Caticha: I wish I could say that I was going to completely open up our eyes to a new host of designers and women who we can point to and so easily say, “Look what she accomplished!” or “Why don’t we study her or know about her?”
Unfortunately, because of these acts of erasure, we have little left in the archives to help us tell their stories, but we can study the act of that erasure itself. We can look at the surviving clothes and trace their origins to understand who actually came up with certain designs, who made specific fabrics. Many fashions from circa 1780-1815 became fashionable in Europe only after enslaved and free women of color in the Caribbean had been wearing such outfits for decades! Yet, when we watch movies depicting this time period, such as Jane Austen flicks or even Bridgerton, we never think “Oh wait, their outfits are actually a form of cultural appropriation,” or “They are wearing outfits made by enslaved women.”

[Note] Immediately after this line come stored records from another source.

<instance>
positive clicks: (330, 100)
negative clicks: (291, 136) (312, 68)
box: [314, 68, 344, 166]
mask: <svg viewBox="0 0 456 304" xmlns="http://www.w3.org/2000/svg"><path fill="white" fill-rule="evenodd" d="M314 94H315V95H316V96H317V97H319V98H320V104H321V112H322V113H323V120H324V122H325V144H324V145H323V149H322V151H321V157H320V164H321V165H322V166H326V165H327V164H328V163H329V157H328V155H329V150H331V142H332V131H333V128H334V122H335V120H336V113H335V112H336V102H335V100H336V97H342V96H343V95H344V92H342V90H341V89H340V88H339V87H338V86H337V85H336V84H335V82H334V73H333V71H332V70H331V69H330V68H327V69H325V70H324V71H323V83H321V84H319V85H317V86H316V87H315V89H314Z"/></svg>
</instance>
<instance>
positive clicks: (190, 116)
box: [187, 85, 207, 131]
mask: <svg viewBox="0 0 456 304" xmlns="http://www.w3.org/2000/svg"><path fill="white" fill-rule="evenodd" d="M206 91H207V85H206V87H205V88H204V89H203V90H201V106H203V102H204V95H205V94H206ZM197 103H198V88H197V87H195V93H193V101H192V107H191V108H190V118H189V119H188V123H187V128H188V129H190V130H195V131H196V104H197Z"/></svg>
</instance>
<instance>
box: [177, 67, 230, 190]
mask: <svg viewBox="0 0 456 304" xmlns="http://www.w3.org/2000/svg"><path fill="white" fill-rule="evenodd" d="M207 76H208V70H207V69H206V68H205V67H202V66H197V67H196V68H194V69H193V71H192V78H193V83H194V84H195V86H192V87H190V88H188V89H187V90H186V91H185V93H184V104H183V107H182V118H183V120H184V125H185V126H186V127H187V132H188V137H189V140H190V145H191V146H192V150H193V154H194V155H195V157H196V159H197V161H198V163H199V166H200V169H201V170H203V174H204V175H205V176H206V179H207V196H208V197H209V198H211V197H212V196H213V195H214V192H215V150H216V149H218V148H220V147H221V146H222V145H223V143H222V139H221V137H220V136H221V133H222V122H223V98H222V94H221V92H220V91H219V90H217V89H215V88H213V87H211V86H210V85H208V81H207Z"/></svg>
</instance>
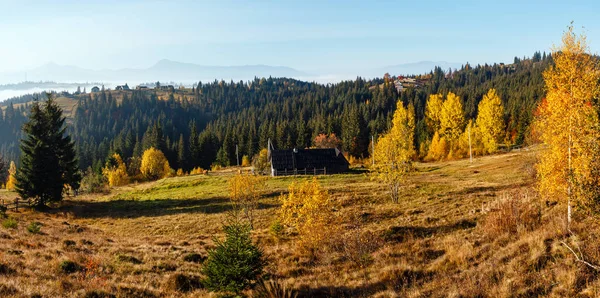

My goal in this class is to begin thinking beyond what we see or what we think we see. We will trace the objects back to their moment of production and give long overdue credit to the many people whose stories and labor have been erased from the historical record. It doesn’t solve the continual whitewashing of the history of fashion, but it is a start.
Resoundingly then, fashion is an inseparable facet of art history —in academic texts, courses, fashion design, and many others. Fashion is often a vehicle for artists to communicate their messages and critiques of a myriad of issues. For example, in Gustav Klimt’s “Mäda Primavesi” (Figure 2), Klimt utilizes the girl’s dress design to indicate the prestige and sophistication of her family, who commissioned the artwork. This fashion element also contrasts with the girl’s own account (according to the Met’s description of the canvas) of being “willful and a tomboy.”
The fashion and art history curricula have become increasingly interconnected. However, like the discipline of art history itself, there is still so much change necessary, such as the order of study and what is and is not chosen to be included in the curriculum. Shedding light on non-inclusive aspects of fashion and art history studies is the initial first step to improving this nuanced subject.